U25割で販売されたチケットは、初導入した5月の公演の18枚(総売上枚数は275枚)から7月は50枚(同261枚)と3倍弱に増えた。平日夜の公演に加え、今後は平日昼の公演にも導入する。
財団の串田千明事業課長(42)は「将来の観客の確保は急務。学生だけでなく、社会人になって間もない貯蓄の少ない人にも活用してほしい」と話す。
アーツ前橋(前橋市)は、午後5時以降の入館者の観覧料を値引きするトワイライト割を多くの企画展で行っている。最高気温が35度以上になった猛暑日に来館した人を対象にする猛暑割も一部で実施。9月下旬まで開催するテーマ展示「コレクション+アートの秘密」では、いずれも一般500円が300円になる。
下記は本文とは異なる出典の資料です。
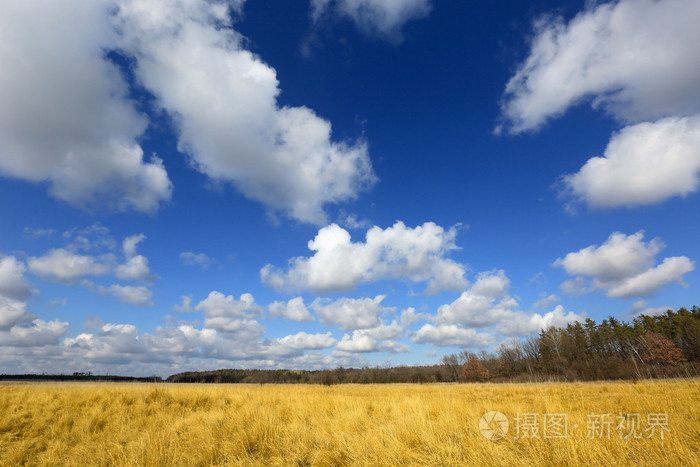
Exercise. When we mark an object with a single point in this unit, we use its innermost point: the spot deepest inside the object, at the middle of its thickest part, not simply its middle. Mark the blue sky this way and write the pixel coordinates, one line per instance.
(194, 184)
同館の学芸員、辻瑞生さん(39)によると、トワイライト割の時間帯を狙って来る人がいるなど反応は上々。猛暑割について「館内は作品保護のために涼しくしており、クールシェアの観点からも利用してほしい」と呼び掛けている。
このほか昌賢学園まえばしホール(同市)は、来場が予想される客層に合わせて「ファミリー券」や「親子ペア」など、複数枚のチケットを同時購入すると割引する制度を導入している。